BROOKE GLADSTONE:: Well, let's get into the nuts and bolts of the movie. You begin with a kind of short history of the Internet and its major players. Specifically you talk about Google, Amazon, TiVo and Friendster. Could you take them one at a time and briefly explain what it is all of these individual companies' technologies bring to the table?

MATT THOMPSON:: We used Google mostly because of their search technology, and then, for Amazon, the idea that people's recommendations could power a marketplace. We pulled in TiVo partially because of a statistic we heard, that almost every person that uses TiVo ends up being won over by it. And Friendster was really the social networking component of it. [FILM CLIP]

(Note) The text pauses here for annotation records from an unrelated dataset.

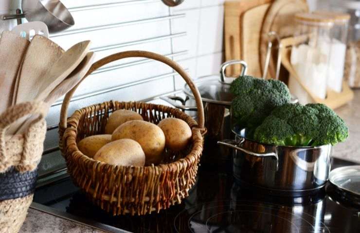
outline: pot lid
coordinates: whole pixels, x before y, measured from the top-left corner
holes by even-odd
[[[334,169],[330,172],[329,181],[348,200],[360,203],[360,166]]]
[[[226,105],[231,104],[233,96],[230,91],[230,84],[236,78],[226,77],[225,70],[228,66],[234,64],[240,64],[242,66],[242,71],[240,76],[246,74],[247,65],[245,62],[241,60],[231,60],[221,65],[220,75],[205,76],[194,81],[202,101]],[[194,98],[194,95],[187,84],[185,85],[184,92],[188,96]]]

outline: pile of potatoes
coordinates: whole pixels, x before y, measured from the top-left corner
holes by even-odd
[[[105,126],[105,134],[81,140],[77,147],[84,154],[113,165],[144,166],[158,164],[166,147],[174,151],[184,149],[191,129],[182,120],[167,118],[158,125],[130,110],[114,112]]]

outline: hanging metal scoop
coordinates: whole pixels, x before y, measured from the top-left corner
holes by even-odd
[[[180,5],[184,0],[162,0],[165,5],[169,6],[176,6]]]
[[[268,74],[268,69],[270,64],[270,58],[271,55],[271,49],[272,49],[272,40],[273,37],[275,37],[277,41],[278,52],[277,52],[277,61],[276,62],[276,72],[275,75],[275,79],[279,79],[279,75],[280,71],[280,65],[281,65],[281,42],[280,37],[279,35],[275,32],[270,32],[268,33],[268,50],[266,53],[266,58],[265,59],[265,65],[264,67],[264,72],[263,72],[263,79],[265,79]]]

MATT THOMPSON:: 2007. Microsoft responds to Google's mounting challenge with Newsbotster, a social news network and participatory journalism platform. Newsbotster ranks and sorts news based on what each user's friends and colleagues are reading and viewing, and it allows everyone to comment on what they see. [END FILM CLIP]

MATT THOMPSON:: That social networking layer we imagined doesn't really exist anywhere in news yet, and could have a really potent place.

BROOKE GLADSTONE:: Newsbotster combines all these evolving technologies and that sets the stage for the big imagined merger in 2008 of Google and Amazon.

MATT THOMPSON:: Two companies that have been very prescient in how the Web has worked. More than anything, honestly, the idea of Googlezon as a name probably [LAUGHS] spurred us on - [OVERTALK] [LAUGHTER] - as much as anything else.

BROOKE GLADSTONE:: And under the Googlezon scenario, you imagine that news is gathered and disseminated almost entirely by computer, which, of course, Google News does now.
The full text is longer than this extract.